The words “father’s funeral” triggered a pang of grief for Maddock, but he hid it behind a stoic mask.
Lars shook his head. “That is not correct. Sophia’s father died in early May of 1873. Sophia did travel to Athens, but returned to Hisarlik shortly thereafter at the urging of her husband. On May 14, he wrote to her, encouraging her to return to Hisarlik to find solace in their shared work. She left the next day. She was most definitely there on May 31, when they discovered the golden treasure outside the walls of Priam’s palace.”

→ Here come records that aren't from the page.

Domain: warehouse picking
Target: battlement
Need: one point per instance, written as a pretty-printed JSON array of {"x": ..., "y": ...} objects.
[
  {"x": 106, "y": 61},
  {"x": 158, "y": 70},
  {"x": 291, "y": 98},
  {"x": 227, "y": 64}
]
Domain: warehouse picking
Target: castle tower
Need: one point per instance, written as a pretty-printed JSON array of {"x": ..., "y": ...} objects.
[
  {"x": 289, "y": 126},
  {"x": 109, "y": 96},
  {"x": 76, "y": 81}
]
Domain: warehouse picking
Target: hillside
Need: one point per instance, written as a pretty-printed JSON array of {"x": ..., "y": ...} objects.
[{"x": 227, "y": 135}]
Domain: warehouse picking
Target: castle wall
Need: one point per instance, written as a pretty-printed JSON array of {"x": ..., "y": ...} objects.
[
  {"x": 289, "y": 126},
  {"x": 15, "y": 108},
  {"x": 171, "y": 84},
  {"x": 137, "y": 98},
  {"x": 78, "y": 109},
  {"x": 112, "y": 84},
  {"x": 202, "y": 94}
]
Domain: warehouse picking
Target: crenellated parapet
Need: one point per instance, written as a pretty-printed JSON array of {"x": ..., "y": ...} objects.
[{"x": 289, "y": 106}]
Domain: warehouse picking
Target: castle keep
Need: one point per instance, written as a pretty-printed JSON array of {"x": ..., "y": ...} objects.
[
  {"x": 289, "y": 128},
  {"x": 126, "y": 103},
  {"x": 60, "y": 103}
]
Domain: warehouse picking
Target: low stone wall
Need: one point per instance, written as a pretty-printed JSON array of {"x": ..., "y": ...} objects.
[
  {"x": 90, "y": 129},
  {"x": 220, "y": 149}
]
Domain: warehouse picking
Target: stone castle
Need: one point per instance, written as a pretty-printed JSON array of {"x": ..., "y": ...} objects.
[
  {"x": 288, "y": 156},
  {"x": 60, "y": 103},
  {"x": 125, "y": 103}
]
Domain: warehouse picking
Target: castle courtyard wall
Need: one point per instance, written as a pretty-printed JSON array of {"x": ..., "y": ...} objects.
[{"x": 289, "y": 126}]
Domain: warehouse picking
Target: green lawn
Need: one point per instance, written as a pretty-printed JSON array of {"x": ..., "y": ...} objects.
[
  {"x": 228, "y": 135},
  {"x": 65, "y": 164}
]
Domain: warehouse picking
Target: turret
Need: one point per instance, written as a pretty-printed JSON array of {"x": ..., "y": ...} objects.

“The treasure was outside the palace?”
“Yes. Under a bronze shield. There were the metal clasps and handles of a chest, but the wood had burned. Henry surmised that a party of soldiers may have been trying to flee the sacking of the palace with the treasures, but were forced to leave it behind.” He paused a moment and then returned to the earlier subject. “May 31, 1873 was Saturday, which is why they had the site to themselves. They worked through the night to clean and remove the treasure which they packed in with Sophia’s clothing. I suspect that is what Henry meant when he jokingly said that they smuggled the treasure out under Sophia’s shawl.”